Science

John Harrison Holds a Guinness World Record Award for This "Absurd" Invention

No one believed him for 200 years.

Jordiferrer/Wikimedia

Google Doodle celebrated the 325th birthday of John Harrison on Tuesday, the famed clockmaker known for his efforts in calculating longitude. But his lesser-known and most ridiculed invention — one that almost ruined his career — now holds a Guinness World Record as his real masterpiece.

The British carpenter and clockmaker became famous for inventing marine chronometers that could calculate longitude, revolutionizing maritime travel in the 18th century. But his subsequent idea, a theory that he could develop a pendulum timepiece accurate to within a second over a 100-day period, didn’t receive the same praise.

Reviews of his work were mocked across the country. The London Review of English and Foreign Literature described it as “one of the most unaccountable productions we have ever met with.” His concept was derided as “an incoherence and absurdity that was little short of the symptoms of insanity.” The theory was never tested with a model and his research was discarded after his death.

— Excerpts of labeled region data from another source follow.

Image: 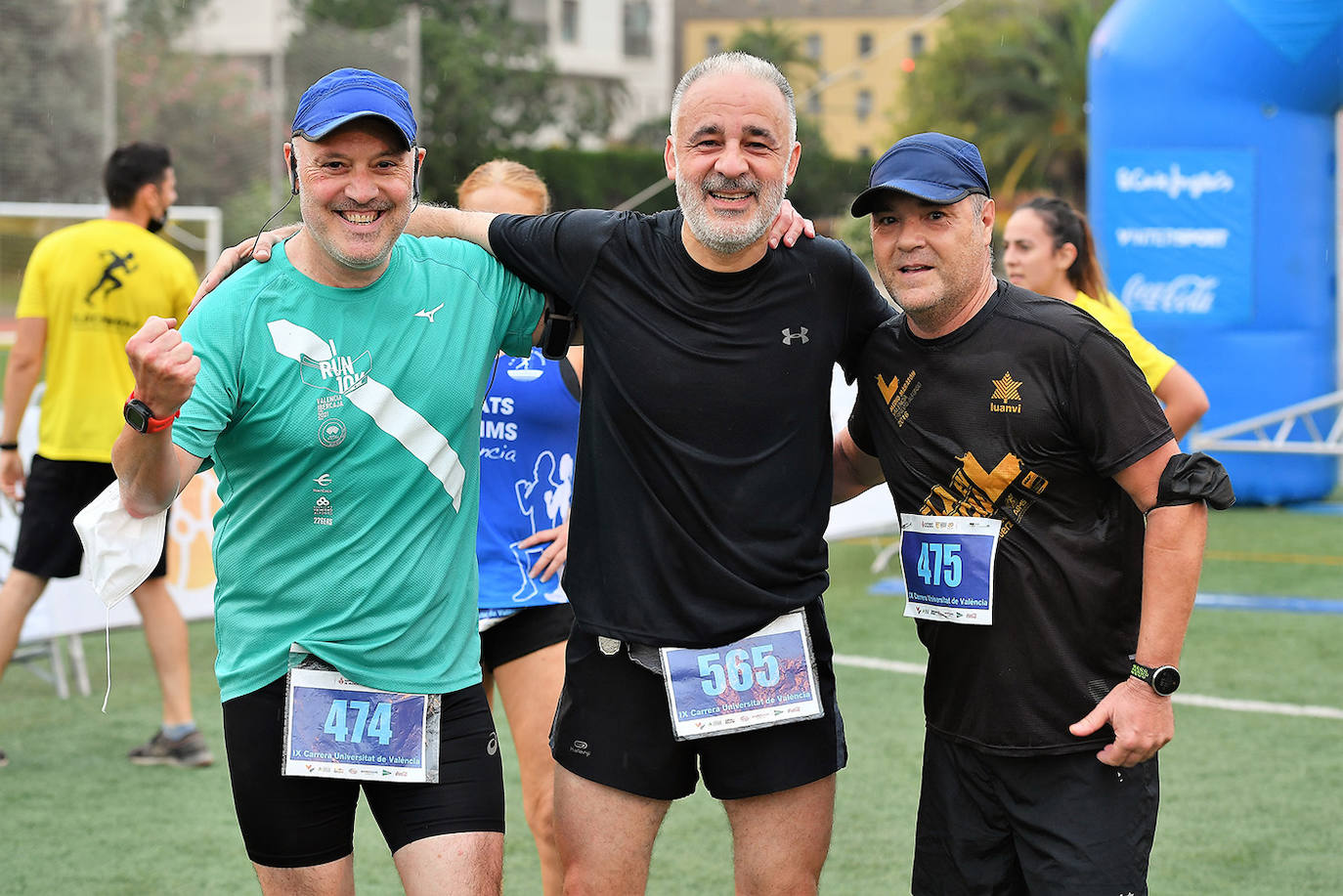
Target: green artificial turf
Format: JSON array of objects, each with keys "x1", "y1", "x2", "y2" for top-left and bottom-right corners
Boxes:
[{"x1": 0, "y1": 509, "x2": 1343, "y2": 896}]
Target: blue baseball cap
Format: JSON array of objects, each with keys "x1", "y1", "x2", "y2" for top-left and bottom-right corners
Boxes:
[
  {"x1": 850, "y1": 132, "x2": 992, "y2": 218},
  {"x1": 293, "y1": 68, "x2": 416, "y2": 149}
]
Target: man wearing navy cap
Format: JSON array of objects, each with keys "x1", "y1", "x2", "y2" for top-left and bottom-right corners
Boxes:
[
  {"x1": 834, "y1": 133, "x2": 1233, "y2": 895},
  {"x1": 112, "y1": 68, "x2": 542, "y2": 893}
]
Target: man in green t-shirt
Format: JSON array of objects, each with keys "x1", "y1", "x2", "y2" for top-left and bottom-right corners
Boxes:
[{"x1": 112, "y1": 68, "x2": 542, "y2": 893}]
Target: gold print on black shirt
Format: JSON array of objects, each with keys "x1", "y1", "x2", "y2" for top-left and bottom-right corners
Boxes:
[
  {"x1": 877, "y1": 370, "x2": 923, "y2": 427},
  {"x1": 919, "y1": 451, "x2": 1049, "y2": 534},
  {"x1": 988, "y1": 370, "x2": 1022, "y2": 413}
]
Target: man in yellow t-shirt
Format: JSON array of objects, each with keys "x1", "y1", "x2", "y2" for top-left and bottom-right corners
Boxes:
[{"x1": 0, "y1": 143, "x2": 213, "y2": 766}]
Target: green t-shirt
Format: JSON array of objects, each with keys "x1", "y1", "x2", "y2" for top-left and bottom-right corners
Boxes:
[{"x1": 173, "y1": 236, "x2": 542, "y2": 700}]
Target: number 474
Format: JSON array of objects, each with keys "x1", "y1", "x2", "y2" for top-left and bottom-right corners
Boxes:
[{"x1": 323, "y1": 700, "x2": 392, "y2": 747}]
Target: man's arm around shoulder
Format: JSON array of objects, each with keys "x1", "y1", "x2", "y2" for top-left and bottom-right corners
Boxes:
[
  {"x1": 406, "y1": 205, "x2": 495, "y2": 255},
  {"x1": 830, "y1": 426, "x2": 887, "y2": 504}
]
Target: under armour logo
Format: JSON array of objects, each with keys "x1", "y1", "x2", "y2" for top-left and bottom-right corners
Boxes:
[{"x1": 415, "y1": 302, "x2": 443, "y2": 323}]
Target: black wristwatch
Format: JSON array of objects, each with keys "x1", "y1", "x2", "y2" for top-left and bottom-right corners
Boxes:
[
  {"x1": 121, "y1": 392, "x2": 181, "y2": 433},
  {"x1": 1128, "y1": 661, "x2": 1179, "y2": 698}
]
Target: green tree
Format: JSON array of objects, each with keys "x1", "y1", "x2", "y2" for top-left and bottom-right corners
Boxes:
[
  {"x1": 729, "y1": 19, "x2": 830, "y2": 158},
  {"x1": 117, "y1": 33, "x2": 278, "y2": 212},
  {"x1": 300, "y1": 0, "x2": 559, "y2": 200},
  {"x1": 895, "y1": 0, "x2": 1113, "y2": 204},
  {"x1": 0, "y1": 0, "x2": 102, "y2": 201}
]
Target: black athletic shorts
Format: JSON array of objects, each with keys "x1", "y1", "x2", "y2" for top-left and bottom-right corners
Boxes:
[
  {"x1": 14, "y1": 454, "x2": 168, "y2": 579},
  {"x1": 224, "y1": 678, "x2": 503, "y2": 868},
  {"x1": 481, "y1": 603, "x2": 574, "y2": 671},
  {"x1": 550, "y1": 598, "x2": 848, "y2": 799},
  {"x1": 912, "y1": 732, "x2": 1159, "y2": 896}
]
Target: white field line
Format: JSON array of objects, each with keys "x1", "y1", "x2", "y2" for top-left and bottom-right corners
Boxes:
[{"x1": 834, "y1": 653, "x2": 1343, "y2": 720}]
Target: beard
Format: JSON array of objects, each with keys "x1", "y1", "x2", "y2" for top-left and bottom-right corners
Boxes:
[{"x1": 675, "y1": 171, "x2": 786, "y2": 255}]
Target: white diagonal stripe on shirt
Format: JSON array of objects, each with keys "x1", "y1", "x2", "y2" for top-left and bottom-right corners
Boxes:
[{"x1": 266, "y1": 320, "x2": 466, "y2": 510}]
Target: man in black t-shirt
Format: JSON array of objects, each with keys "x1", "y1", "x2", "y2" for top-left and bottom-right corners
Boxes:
[
  {"x1": 410, "y1": 54, "x2": 891, "y2": 893},
  {"x1": 834, "y1": 133, "x2": 1231, "y2": 895}
]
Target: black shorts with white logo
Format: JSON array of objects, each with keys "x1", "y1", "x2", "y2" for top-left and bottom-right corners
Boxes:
[
  {"x1": 912, "y1": 731, "x2": 1159, "y2": 896},
  {"x1": 550, "y1": 598, "x2": 848, "y2": 799},
  {"x1": 481, "y1": 603, "x2": 574, "y2": 671},
  {"x1": 14, "y1": 454, "x2": 168, "y2": 579},
  {"x1": 224, "y1": 678, "x2": 503, "y2": 868}
]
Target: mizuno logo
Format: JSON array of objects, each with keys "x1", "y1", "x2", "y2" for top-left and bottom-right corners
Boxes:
[{"x1": 415, "y1": 302, "x2": 443, "y2": 323}]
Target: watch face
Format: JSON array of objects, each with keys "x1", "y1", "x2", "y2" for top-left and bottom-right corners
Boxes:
[
  {"x1": 122, "y1": 401, "x2": 151, "y2": 433},
  {"x1": 1152, "y1": 666, "x2": 1179, "y2": 698}
]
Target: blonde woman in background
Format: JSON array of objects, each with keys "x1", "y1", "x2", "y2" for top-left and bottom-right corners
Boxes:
[
  {"x1": 456, "y1": 158, "x2": 583, "y2": 896},
  {"x1": 1003, "y1": 197, "x2": 1207, "y2": 440}
]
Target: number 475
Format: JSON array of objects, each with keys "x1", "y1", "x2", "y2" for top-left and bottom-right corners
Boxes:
[
  {"x1": 323, "y1": 700, "x2": 392, "y2": 747},
  {"x1": 919, "y1": 541, "x2": 960, "y2": 588}
]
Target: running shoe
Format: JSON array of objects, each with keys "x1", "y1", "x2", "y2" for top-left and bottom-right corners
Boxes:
[{"x1": 126, "y1": 730, "x2": 215, "y2": 768}]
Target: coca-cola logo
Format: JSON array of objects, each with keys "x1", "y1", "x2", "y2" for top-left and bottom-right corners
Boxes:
[
  {"x1": 1114, "y1": 164, "x2": 1235, "y2": 198},
  {"x1": 1119, "y1": 274, "x2": 1221, "y2": 315}
]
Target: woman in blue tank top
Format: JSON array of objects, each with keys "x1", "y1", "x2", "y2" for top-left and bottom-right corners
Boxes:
[{"x1": 456, "y1": 160, "x2": 583, "y2": 896}]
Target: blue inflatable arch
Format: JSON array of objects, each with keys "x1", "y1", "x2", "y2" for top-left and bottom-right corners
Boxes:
[{"x1": 1088, "y1": 0, "x2": 1343, "y2": 504}]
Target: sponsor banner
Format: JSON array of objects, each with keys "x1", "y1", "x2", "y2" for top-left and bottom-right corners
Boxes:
[{"x1": 1098, "y1": 149, "x2": 1254, "y2": 329}]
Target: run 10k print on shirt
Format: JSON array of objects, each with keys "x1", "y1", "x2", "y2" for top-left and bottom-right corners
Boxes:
[{"x1": 173, "y1": 236, "x2": 542, "y2": 700}]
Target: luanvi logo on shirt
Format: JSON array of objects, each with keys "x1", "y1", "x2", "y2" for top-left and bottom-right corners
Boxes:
[{"x1": 988, "y1": 370, "x2": 1022, "y2": 413}]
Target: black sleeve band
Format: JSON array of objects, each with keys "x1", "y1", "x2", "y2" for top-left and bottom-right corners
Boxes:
[
  {"x1": 542, "y1": 293, "x2": 578, "y2": 362},
  {"x1": 1152, "y1": 451, "x2": 1235, "y2": 510}
]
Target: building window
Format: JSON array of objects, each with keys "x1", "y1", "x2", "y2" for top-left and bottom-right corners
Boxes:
[
  {"x1": 854, "y1": 89, "x2": 872, "y2": 121},
  {"x1": 807, "y1": 33, "x2": 821, "y2": 62},
  {"x1": 560, "y1": 0, "x2": 579, "y2": 43},
  {"x1": 625, "y1": 0, "x2": 653, "y2": 57}
]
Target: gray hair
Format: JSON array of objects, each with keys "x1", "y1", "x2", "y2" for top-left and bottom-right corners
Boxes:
[{"x1": 672, "y1": 51, "x2": 798, "y2": 147}]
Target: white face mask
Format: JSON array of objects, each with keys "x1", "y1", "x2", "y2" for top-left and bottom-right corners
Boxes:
[{"x1": 75, "y1": 483, "x2": 168, "y2": 610}]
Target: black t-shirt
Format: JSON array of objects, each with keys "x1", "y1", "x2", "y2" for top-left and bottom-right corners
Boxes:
[
  {"x1": 491, "y1": 211, "x2": 891, "y2": 646},
  {"x1": 850, "y1": 280, "x2": 1173, "y2": 755}
]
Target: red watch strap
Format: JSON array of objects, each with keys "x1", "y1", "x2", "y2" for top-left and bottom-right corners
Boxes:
[{"x1": 126, "y1": 390, "x2": 181, "y2": 433}]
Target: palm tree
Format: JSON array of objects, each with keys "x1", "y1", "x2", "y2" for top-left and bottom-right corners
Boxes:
[{"x1": 897, "y1": 0, "x2": 1113, "y2": 205}]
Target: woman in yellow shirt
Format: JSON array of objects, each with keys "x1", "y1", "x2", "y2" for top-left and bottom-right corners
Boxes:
[{"x1": 1003, "y1": 197, "x2": 1207, "y2": 440}]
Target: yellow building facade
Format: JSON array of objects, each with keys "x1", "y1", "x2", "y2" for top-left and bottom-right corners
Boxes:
[{"x1": 678, "y1": 0, "x2": 938, "y2": 158}]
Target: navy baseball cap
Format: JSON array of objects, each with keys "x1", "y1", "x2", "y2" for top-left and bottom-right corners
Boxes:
[
  {"x1": 293, "y1": 68, "x2": 416, "y2": 149},
  {"x1": 850, "y1": 132, "x2": 992, "y2": 218}
]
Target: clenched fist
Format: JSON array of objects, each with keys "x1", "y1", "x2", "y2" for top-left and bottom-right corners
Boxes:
[{"x1": 126, "y1": 317, "x2": 200, "y2": 418}]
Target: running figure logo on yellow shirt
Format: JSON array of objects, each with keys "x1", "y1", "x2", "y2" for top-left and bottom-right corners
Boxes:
[{"x1": 85, "y1": 248, "x2": 140, "y2": 305}]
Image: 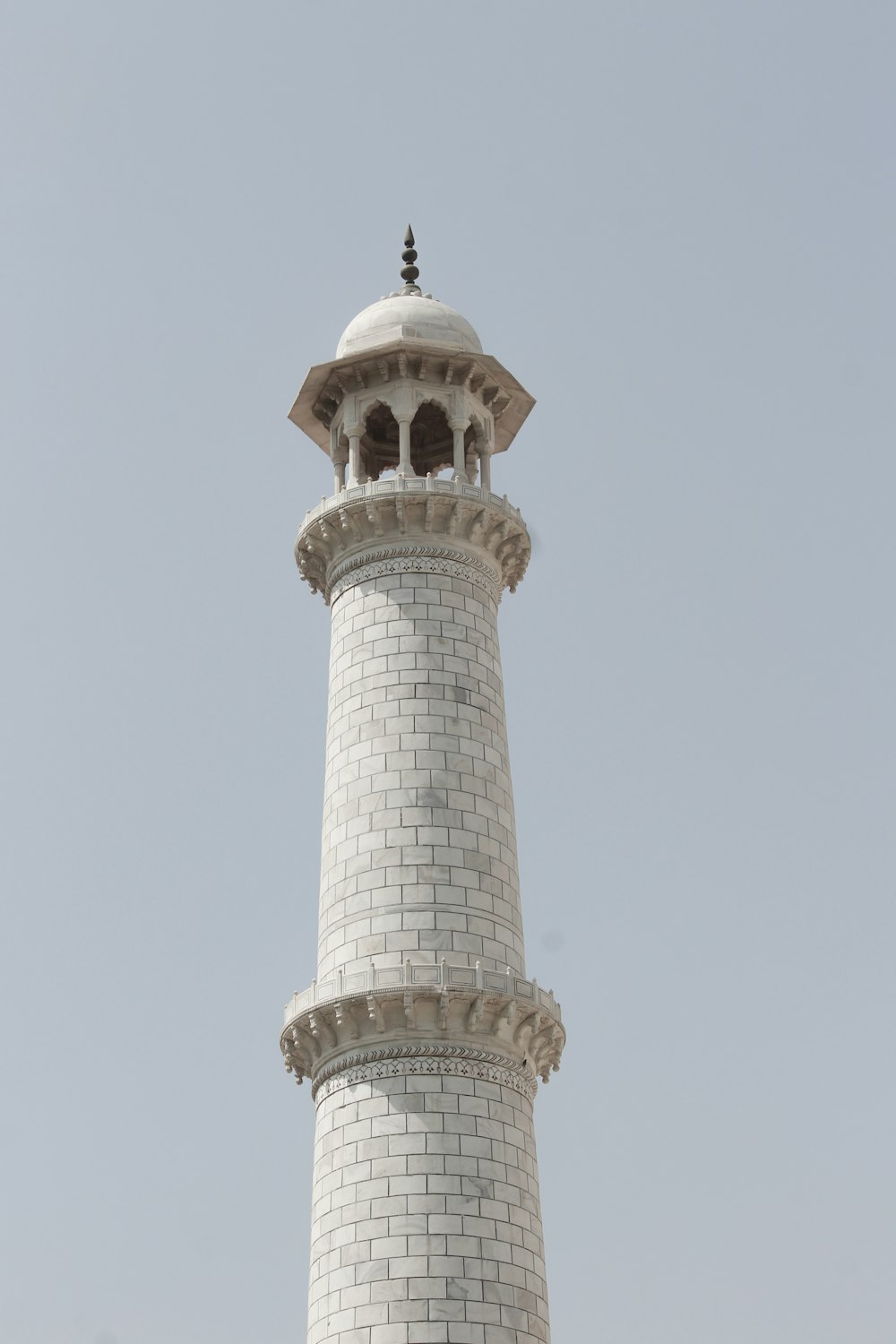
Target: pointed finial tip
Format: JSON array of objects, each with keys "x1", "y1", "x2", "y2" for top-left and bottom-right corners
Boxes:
[{"x1": 401, "y1": 225, "x2": 420, "y2": 295}]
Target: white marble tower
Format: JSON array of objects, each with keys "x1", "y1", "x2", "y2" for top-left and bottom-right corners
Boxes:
[{"x1": 280, "y1": 228, "x2": 564, "y2": 1344}]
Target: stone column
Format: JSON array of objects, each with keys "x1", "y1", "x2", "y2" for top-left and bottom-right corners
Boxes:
[
  {"x1": 450, "y1": 419, "x2": 470, "y2": 481},
  {"x1": 280, "y1": 480, "x2": 564, "y2": 1344},
  {"x1": 396, "y1": 416, "x2": 415, "y2": 476},
  {"x1": 347, "y1": 425, "x2": 361, "y2": 486}
]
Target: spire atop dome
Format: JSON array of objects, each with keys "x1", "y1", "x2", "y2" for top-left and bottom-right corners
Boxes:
[{"x1": 399, "y1": 225, "x2": 420, "y2": 295}]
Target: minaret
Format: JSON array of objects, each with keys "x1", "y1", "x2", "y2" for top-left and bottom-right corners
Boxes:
[{"x1": 280, "y1": 228, "x2": 565, "y2": 1344}]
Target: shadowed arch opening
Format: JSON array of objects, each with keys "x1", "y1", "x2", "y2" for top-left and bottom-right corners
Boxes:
[
  {"x1": 361, "y1": 402, "x2": 398, "y2": 481},
  {"x1": 411, "y1": 402, "x2": 454, "y2": 476}
]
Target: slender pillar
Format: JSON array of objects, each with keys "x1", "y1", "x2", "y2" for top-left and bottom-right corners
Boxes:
[
  {"x1": 479, "y1": 448, "x2": 492, "y2": 491},
  {"x1": 452, "y1": 419, "x2": 470, "y2": 481},
  {"x1": 348, "y1": 426, "x2": 361, "y2": 486}
]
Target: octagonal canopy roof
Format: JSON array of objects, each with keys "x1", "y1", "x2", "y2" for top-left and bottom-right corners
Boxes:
[{"x1": 336, "y1": 293, "x2": 482, "y2": 359}]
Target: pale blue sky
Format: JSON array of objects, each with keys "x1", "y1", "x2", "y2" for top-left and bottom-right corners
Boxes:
[{"x1": 0, "y1": 0, "x2": 896, "y2": 1344}]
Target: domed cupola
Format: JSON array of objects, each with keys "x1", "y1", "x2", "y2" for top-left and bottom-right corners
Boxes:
[{"x1": 289, "y1": 225, "x2": 535, "y2": 494}]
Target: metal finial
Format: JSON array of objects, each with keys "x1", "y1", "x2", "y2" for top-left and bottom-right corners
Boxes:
[{"x1": 401, "y1": 225, "x2": 420, "y2": 295}]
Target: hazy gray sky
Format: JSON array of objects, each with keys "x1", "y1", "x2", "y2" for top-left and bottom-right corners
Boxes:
[{"x1": 0, "y1": 0, "x2": 896, "y2": 1344}]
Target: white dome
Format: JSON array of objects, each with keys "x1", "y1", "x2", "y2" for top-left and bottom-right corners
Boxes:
[{"x1": 336, "y1": 295, "x2": 482, "y2": 359}]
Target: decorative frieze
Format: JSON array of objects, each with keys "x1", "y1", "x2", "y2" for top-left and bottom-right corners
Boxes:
[
  {"x1": 296, "y1": 476, "x2": 532, "y2": 605},
  {"x1": 280, "y1": 961, "x2": 565, "y2": 1094}
]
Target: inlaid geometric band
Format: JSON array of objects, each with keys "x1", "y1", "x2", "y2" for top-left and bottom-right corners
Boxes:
[
  {"x1": 312, "y1": 1045, "x2": 538, "y2": 1101},
  {"x1": 329, "y1": 548, "x2": 503, "y2": 607}
]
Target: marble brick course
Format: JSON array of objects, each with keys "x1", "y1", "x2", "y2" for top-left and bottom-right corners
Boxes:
[
  {"x1": 307, "y1": 1075, "x2": 549, "y2": 1344},
  {"x1": 318, "y1": 573, "x2": 524, "y2": 978}
]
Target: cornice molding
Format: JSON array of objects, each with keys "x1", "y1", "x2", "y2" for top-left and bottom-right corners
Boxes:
[
  {"x1": 296, "y1": 476, "x2": 532, "y2": 605},
  {"x1": 280, "y1": 962, "x2": 565, "y2": 1096}
]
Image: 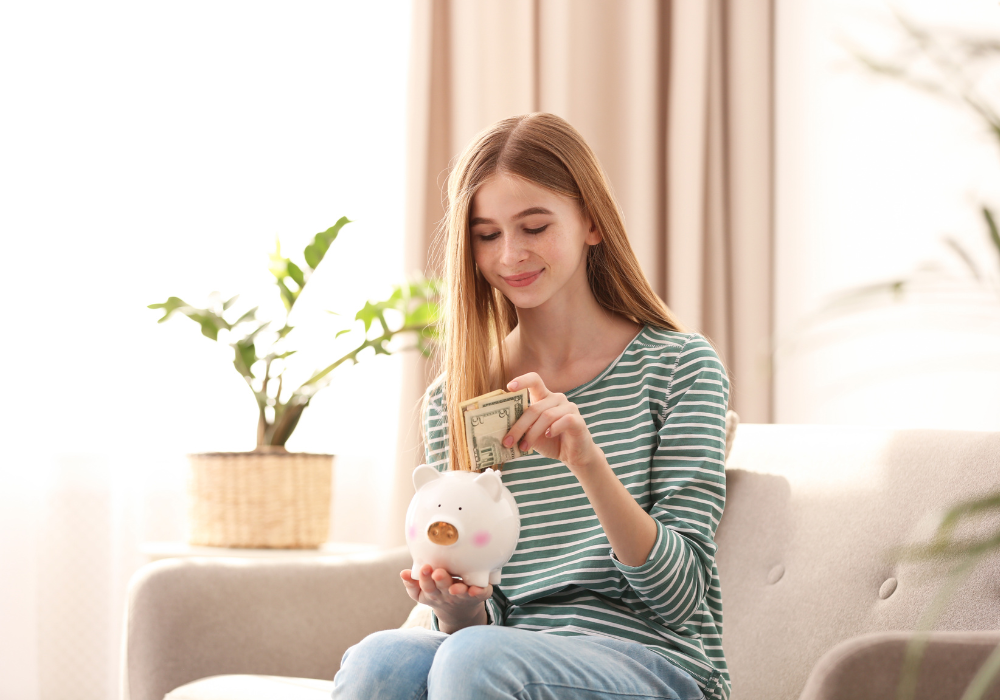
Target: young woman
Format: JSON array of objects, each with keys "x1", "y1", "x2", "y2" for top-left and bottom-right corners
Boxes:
[{"x1": 333, "y1": 113, "x2": 730, "y2": 700}]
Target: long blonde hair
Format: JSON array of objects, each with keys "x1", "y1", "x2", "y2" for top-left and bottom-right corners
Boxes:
[{"x1": 421, "y1": 112, "x2": 683, "y2": 471}]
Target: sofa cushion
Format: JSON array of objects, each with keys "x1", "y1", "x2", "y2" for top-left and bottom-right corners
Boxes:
[{"x1": 163, "y1": 674, "x2": 333, "y2": 700}]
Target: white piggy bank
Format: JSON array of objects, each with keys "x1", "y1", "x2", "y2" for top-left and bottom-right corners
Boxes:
[{"x1": 406, "y1": 464, "x2": 521, "y2": 588}]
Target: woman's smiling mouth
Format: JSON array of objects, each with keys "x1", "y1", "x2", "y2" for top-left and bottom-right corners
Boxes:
[{"x1": 501, "y1": 267, "x2": 545, "y2": 287}]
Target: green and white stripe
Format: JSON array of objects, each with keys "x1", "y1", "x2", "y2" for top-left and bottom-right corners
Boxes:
[{"x1": 423, "y1": 326, "x2": 730, "y2": 700}]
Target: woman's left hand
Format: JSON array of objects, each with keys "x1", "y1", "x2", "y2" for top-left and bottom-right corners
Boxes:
[{"x1": 503, "y1": 372, "x2": 603, "y2": 471}]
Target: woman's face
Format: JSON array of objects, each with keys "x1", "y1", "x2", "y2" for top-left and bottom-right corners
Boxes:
[{"x1": 469, "y1": 174, "x2": 601, "y2": 309}]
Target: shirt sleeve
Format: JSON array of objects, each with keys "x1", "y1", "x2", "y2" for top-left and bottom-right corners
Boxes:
[{"x1": 611, "y1": 335, "x2": 729, "y2": 625}]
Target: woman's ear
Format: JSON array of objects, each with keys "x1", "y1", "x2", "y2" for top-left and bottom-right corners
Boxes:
[{"x1": 584, "y1": 216, "x2": 604, "y2": 245}]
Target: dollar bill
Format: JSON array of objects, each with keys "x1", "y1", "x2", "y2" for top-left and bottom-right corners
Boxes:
[{"x1": 462, "y1": 389, "x2": 534, "y2": 471}]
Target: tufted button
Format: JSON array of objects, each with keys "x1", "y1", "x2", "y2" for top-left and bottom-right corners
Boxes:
[{"x1": 878, "y1": 577, "x2": 896, "y2": 600}]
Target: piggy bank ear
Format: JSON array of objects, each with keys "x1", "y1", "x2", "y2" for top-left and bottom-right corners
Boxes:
[
  {"x1": 413, "y1": 464, "x2": 441, "y2": 491},
  {"x1": 475, "y1": 469, "x2": 503, "y2": 501}
]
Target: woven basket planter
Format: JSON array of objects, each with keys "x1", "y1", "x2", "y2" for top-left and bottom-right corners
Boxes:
[{"x1": 188, "y1": 451, "x2": 333, "y2": 549}]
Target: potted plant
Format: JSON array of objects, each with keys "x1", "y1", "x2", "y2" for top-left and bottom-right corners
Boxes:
[{"x1": 148, "y1": 217, "x2": 440, "y2": 548}]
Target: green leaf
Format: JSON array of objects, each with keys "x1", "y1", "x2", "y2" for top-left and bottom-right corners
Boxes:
[
  {"x1": 188, "y1": 313, "x2": 219, "y2": 340},
  {"x1": 354, "y1": 301, "x2": 381, "y2": 333},
  {"x1": 278, "y1": 279, "x2": 295, "y2": 311},
  {"x1": 321, "y1": 216, "x2": 351, "y2": 247},
  {"x1": 287, "y1": 260, "x2": 306, "y2": 289},
  {"x1": 233, "y1": 342, "x2": 257, "y2": 381},
  {"x1": 303, "y1": 216, "x2": 351, "y2": 270},
  {"x1": 146, "y1": 297, "x2": 191, "y2": 323},
  {"x1": 302, "y1": 243, "x2": 325, "y2": 270},
  {"x1": 268, "y1": 236, "x2": 289, "y2": 281},
  {"x1": 233, "y1": 306, "x2": 260, "y2": 326}
]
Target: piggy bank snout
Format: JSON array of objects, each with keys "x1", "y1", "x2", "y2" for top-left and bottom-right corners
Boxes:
[{"x1": 427, "y1": 520, "x2": 458, "y2": 546}]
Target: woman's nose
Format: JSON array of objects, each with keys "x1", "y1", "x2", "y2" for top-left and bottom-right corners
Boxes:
[{"x1": 500, "y1": 233, "x2": 525, "y2": 265}]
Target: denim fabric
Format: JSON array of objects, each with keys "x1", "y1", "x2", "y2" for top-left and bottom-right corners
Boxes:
[{"x1": 332, "y1": 625, "x2": 704, "y2": 700}]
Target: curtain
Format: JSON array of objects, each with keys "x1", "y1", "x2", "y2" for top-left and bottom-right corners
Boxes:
[{"x1": 390, "y1": 0, "x2": 774, "y2": 543}]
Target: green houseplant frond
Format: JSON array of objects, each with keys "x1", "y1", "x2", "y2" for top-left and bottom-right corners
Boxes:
[{"x1": 148, "y1": 216, "x2": 441, "y2": 451}]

Clock B at the Royal Observatory

Jordiferrer/Wikimedia

Harrison’s research would not be revisited until the Seventies, when artist and clockmaker Martin Burgess attempted to produce two prototypes of the forgotten clock. The second version, Clock B, later became a model for the United Kingdom’s National Physical Laboratory in 2014, where researchers fine-tuned the clock and tested it for accuracy.

Observatory scientists applied Harrison’s ideas for a super-accurate pendulum clock and tested the model to the inventor’s exact specifications. At a 2014 conference, “Decoding Harrison,” the team revealed that the clock had run for 100 days during official tests and had lost only five-eighths of a second in that period. He had been right all along.

That same year, Harrison was awarded a Guinness World Record for creating the world’s “most accurate mechanical clock with a pendulum swinging in free air.” The vindicated Harrison now holds posthumous awards for his revolutionary device, which was so far ahead of its time it took two centuries for someone to try it.